Does the Street see this?

I thought that the release was crafted very well, people are starting to get the message that Networking is being "commoditized" in a similar fashion to how the PC was commoditized (i.e. a chip maker and a software provider). At least that's how I see it.

Would you agree with this Allen?


I got this email yesterday from a buy-side analyst for a $1.5 Billion fund. The fund has been happily building up its position in WIND from the recent low $30s. The good news is some analysts really can get the picture, and are prepared to put their money where their brains are. BTW, I don’t have to tell you how I responded to his question.

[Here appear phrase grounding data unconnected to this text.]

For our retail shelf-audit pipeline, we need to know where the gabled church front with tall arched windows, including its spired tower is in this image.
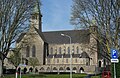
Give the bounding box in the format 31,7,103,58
20,3,44,65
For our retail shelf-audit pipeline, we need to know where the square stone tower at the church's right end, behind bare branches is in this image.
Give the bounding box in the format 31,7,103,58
89,25,98,66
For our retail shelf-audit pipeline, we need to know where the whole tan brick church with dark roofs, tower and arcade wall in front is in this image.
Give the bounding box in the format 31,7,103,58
4,4,108,73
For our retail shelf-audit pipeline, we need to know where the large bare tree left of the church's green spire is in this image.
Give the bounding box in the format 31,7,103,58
0,0,41,76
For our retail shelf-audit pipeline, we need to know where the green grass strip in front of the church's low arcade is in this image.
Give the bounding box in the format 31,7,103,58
3,74,87,78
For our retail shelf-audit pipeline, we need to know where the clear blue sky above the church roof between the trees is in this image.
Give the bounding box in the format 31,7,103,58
41,0,74,31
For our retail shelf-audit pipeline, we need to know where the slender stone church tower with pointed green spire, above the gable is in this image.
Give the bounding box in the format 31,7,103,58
30,3,42,32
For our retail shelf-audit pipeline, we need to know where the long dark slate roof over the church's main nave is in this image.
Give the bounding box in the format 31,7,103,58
43,30,90,44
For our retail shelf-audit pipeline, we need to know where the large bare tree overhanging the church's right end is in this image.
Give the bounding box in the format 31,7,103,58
70,0,120,59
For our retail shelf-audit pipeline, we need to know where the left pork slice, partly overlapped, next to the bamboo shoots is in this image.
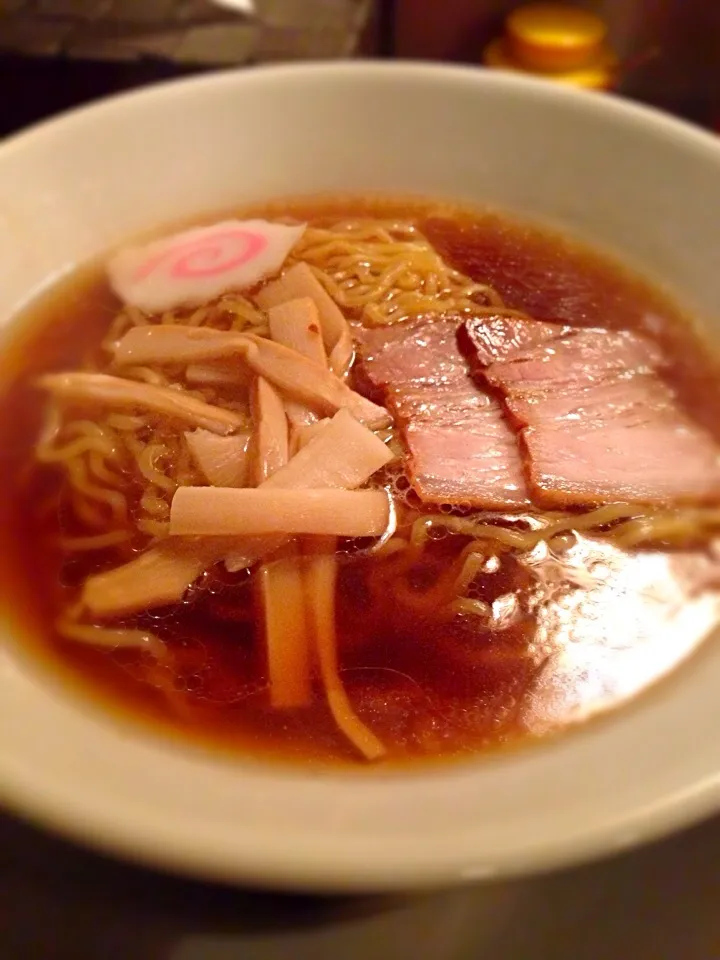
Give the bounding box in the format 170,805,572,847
358,318,529,509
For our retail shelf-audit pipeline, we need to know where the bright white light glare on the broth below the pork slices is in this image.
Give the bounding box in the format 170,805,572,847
521,537,720,734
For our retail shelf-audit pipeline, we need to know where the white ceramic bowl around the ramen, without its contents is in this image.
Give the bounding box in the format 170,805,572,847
0,63,720,891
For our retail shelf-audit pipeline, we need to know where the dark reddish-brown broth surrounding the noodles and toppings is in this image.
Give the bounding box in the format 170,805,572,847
0,200,720,762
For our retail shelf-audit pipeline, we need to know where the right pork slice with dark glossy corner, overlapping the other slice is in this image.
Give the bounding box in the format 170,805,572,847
461,318,720,506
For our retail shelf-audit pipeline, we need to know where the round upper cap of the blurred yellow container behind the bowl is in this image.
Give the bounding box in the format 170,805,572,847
505,3,607,73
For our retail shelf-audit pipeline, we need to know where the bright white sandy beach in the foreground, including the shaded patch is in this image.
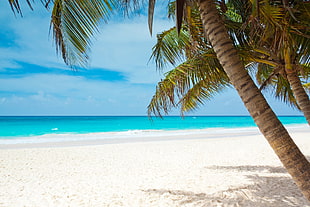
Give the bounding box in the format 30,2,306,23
0,126,310,207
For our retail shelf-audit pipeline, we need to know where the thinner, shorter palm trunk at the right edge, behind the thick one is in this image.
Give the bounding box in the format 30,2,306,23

Today’s Tornado for I2O 2.0 release is what I have been waiting for for months. Please try to understand how big this is. An off-loaded TCP/IP stack is what the data-swamped IT community needs. That the offload is both intelligent and based on the open I2O spec is awesome. This opens the door for a Lego Block approach to scaling servers through appliance-like add-ons. Imagine a Linux box with a multi-port, off-loaded NIC also housing I2O-based RAID (iRAID). This appliance could live life as a network storage beast capable of handling Gigabit LAN speeds extremely reliably, at a fraction of the cost of existing network storage solutions. It could be a screaming web server. Or, it could open up whole new categories of appliances. The device could intelligently store, compress, decompress, encrypt, perform intrusion detection, all on the fly without bothering the host Linux system – through vertical applications running on the I/O devices.

It’s the peer-to-peer possibilities (in which any two I/O peripherals essentially can talk directly together without bothering the host CPU) that excites me as much as anything. This leads to my Lego Block analogy. For example, add an IXP 1200 network processor (which is I2O compliant) to the intelligent, multi-ported NIC and you end up with a $40,000 switch for peanuts.

We won't have to wait long for these technologically disruptive products to hit the street. Intel's slowing PC-based business must be providing all the impetus needed to get I2O building blocks and complete products to market fast.

If the buy-side analyst thought TMS 2.0 alone would commoditize the network equipment space, what will he think when he realizes what it means when these technologies work together. I can't wait to tell him.